Gaeta’s mutiny is over, and the fleet has disposed of the two major mischief makers. They are now bereft their Quorum, and Galen has discovered that Galactica is falling apart. But neither of those are important compared to the two other parallel storylines. Read on if you’re prepared for spoilers.
One storyline his purely expositional. Anders has a bullet lodged in his brain, and it has unlocked some memories of Earth, which he lays out for the other Final Five. Err. Except Ellen, who is of course dead. Oh well, I’m man enough to admit that my great unifying theory of everyone being a cylon was wrong. Still cooler, but I’ll deal.
Anyway, he explains that the Final Five were actually the Original Five. The Thirteenth Tribe were all Cylons. They were ultimately quite low-tech skinjobs. They had lost superluminal travel and communications, resurrection, and had gained the ability to reproduce biologically.
The Five were scientists who had rediscovered resurrection (Ellen being the one who made the “intuitive leap” to make it all work), and used this technology to escape to a spacecraft in orbit above earth when Earth was attacked (presumably by Centurion Cylons of their own making).
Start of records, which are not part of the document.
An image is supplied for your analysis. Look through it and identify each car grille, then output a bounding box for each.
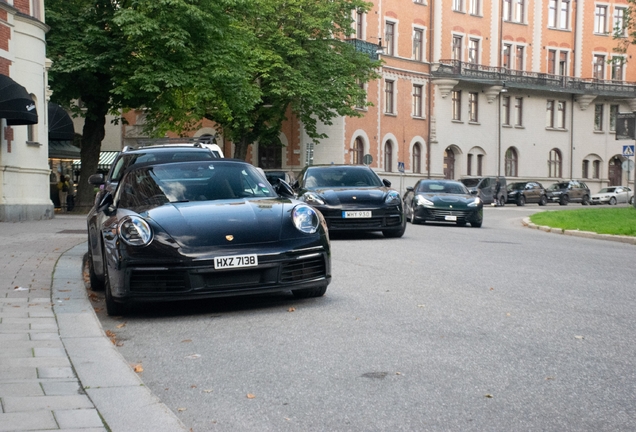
[280,256,326,282]
[130,270,189,293]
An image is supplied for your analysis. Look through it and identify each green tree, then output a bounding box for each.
[136,0,379,159]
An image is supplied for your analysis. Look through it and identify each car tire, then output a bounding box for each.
[292,285,327,298]
[104,256,128,316]
[517,195,526,207]
[88,247,104,291]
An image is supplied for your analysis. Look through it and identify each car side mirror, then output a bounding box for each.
[274,179,295,198]
[88,174,106,186]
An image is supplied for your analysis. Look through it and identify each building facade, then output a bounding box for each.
[0,0,51,221]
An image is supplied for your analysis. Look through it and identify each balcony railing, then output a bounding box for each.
[433,60,636,97]
[346,39,378,60]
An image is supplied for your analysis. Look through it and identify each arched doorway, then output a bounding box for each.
[444,147,455,180]
[607,156,623,186]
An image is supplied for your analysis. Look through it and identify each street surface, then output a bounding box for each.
[92,204,636,432]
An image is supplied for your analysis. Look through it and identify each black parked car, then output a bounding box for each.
[93,159,331,315]
[547,180,591,205]
[404,180,484,228]
[86,144,217,290]
[294,165,406,237]
[507,182,548,206]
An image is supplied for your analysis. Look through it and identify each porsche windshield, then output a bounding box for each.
[118,161,276,209]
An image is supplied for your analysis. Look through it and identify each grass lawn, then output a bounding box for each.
[530,206,636,237]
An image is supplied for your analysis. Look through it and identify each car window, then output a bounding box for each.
[116,159,276,213]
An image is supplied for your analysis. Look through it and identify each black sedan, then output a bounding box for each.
[90,159,331,315]
[404,180,484,228]
[506,182,548,206]
[294,165,406,237]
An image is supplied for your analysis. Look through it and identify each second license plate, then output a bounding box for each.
[342,211,371,219]
[214,255,258,270]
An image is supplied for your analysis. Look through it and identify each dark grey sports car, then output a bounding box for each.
[404,180,484,228]
[294,165,406,237]
[90,159,331,315]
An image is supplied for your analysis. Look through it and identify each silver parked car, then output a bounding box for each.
[590,186,634,205]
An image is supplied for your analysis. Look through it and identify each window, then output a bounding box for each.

Let’s stop there, because it’s all expositional and things are far more interesting elsewhere in the galaxy. After all, Ellen was killed, but she’s a Cylon and she was poisoned well before the destruction of the Resurrection Hub.
She wakes up on a baseship to find herself imprisoned by a One that she calls “John”. Turns out she’s got all her memories back, and is the mother figure to all the models One through Eight. “But wait!” you exclaim. “Yes, Boomer’s an Eight, but we’ve only seen seven skinjobs outside the Final Five!” Yes, we’ll get to that in a second.
Wait follows is a dialogue between Ellen and John that goes on for months. He’s really bitter about being made “human”. Human senses, frail flesh body, illogical emotions, sleep. It’s actually a thinly veiled rehash of a very basic argument around the existence of the Judeo-Christian god:
If you made us in your image, and you are so powerful, why are we so weak?
If you made us so perfect, then why are we capable of creating and experiencing so much suffering?
If you are so omnipotent, then why do you allow such suffering to continue?
That last question comes just as the Resurrection Hub is destroyed. John is desperate to maintain his competitive advantage over humanity that he demands Ellen give him the key to resurrection (which she apparently can’t do without the rest of the Five) or he will take it forcibly from her brain.
Surgery on God’s brain huh? The fantasy of many bitter people, I’m sure. But let’s stop there. This whole episode explains so much about the entire series. He has such a strong Oedipal complex that if you didn’t flash back to what happened on New Caprica, you should probably think about re-watching those episodes. Now that we know that Ellen is effectively his mother, and Sol was her husband, it puts his campaign of rape on Ellen and violence on Sol in a much more disturbing perspective.
We also realise that the whole campaign to wipe out humanity was done just so that John could show the Final Five exactly how upset he was at being made human. Billions of people died because of his mummy issues.
Ellen continues to play the Loving God. Even after he admits to all of that, to destroying the Seventh model (one Daniel who was Ellen’s favourite), Ellen opens her arms and says that none of it matters if only he can look past it all. I do wonder what the conversation would have been like if Sol had resurrected instead.
I mentioned the Seventh model, Daniel. As he is prepped for surgery, Anders recalls Daniel as well. Starbuck is still struggling with her own identity as not a Cylon, but maybe that skeleton on Earth was her. Hoping she’s the Seven, she presses Anders for confirmation that the Seven was Daniel and not Kara.
Damn. She’s not a Cylon. Or is she? Her father’s name was Daniel, and he was some whacked out Artist/Musician. Some of that talent obviously passed from on to her. We’ll find out in the episodes to come whether she can take the place of the missing Seven.